Ashland is an unincorporated community and census-designated place (CDP) located within Cherry Hill, in Camden County, New Jersey, United States. As of the 2010 United States Census, the CDP's population was 8,302.

Geography
According to the United States Census Bureau, Ashland had a total area of 2.919 square miles (7.561 km2), including 2.914 square miles (7.547 km2) of land and 0.005 square miles (0.014 km2) of water (0.19%).

Demographics

Census 2010

Census 2000
As of the 2000 United States Census there were 8,375 people, 3,115 households, and 2,317 families living in the CDP. The population density was 1,107.4/km2 (2,868.5/mi2). There were 3,209 housing units at an average density of 424.3/km2 (1,099.1/mi2). The racial makeup of the CDP was 87.67% White, 4.41% African American, 0.21% Native American, 6.39% Asian, 0.02% Pacific Islander, 0.59% from other races, and 0.72% from two or more races. Hispanic or Latino of any race were 2.61% of the population.

There were 3,115 households, out of which 31.5% had children under the age of 18 living with them, 62.7% were married couples living together, 8.7% had a female householder with no husband present, and 25.6% were non-families. 21.6% of all households were made up of individuals, and 10.2% had someone living alone who was 65 years of age or older. The average household size was 2.63 and the average family size was 3.10.

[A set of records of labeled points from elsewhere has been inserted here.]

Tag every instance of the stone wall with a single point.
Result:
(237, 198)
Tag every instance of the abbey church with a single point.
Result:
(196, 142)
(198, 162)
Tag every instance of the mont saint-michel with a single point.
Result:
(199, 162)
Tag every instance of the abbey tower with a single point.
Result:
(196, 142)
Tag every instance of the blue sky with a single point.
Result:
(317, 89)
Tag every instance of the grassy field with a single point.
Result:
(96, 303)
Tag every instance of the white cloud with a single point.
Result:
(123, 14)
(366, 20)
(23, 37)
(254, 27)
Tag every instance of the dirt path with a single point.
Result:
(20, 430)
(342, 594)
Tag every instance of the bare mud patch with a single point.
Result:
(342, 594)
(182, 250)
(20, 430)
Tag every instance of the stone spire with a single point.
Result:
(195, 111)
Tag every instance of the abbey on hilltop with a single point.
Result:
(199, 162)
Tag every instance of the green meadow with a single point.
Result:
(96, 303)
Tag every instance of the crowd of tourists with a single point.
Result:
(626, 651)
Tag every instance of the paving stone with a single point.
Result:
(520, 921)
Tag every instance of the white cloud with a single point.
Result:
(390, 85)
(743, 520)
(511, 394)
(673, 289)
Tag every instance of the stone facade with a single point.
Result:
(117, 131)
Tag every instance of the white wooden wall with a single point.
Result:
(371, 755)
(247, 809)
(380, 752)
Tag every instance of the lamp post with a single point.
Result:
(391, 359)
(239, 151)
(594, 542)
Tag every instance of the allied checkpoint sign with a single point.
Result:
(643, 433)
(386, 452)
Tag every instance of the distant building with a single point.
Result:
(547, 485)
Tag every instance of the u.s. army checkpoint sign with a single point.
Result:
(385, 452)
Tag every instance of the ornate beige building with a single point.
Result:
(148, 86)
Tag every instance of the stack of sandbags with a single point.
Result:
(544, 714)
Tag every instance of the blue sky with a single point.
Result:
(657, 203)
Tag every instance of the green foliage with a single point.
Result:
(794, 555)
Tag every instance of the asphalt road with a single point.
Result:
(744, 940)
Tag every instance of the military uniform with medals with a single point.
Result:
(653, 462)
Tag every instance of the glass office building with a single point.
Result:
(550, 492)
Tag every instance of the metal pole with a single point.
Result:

In the CDP the population was spread out, with 23.6% under the age of 18, 5.4% from 18 to 24, 28.3% from 25 to 44, 23.9% from 45 to 64, and 18.9% who were 65 years of age or older. The median age was 41 years. For every 100 females, there were 92.4 males. For every 100 females age 18 and over, there were 88.1 males.

The median income for a household in the CDP was $68,063, and the median income for a family was $75,232. Males had a median income of $51,113 versus $37,234 for females. The per capita income for the CDP was $28,936. About 2.8% of families and 4.6% of the population were below the poverty line, including 6.7% of those under age 18 and 3.5% of those age 65 or over.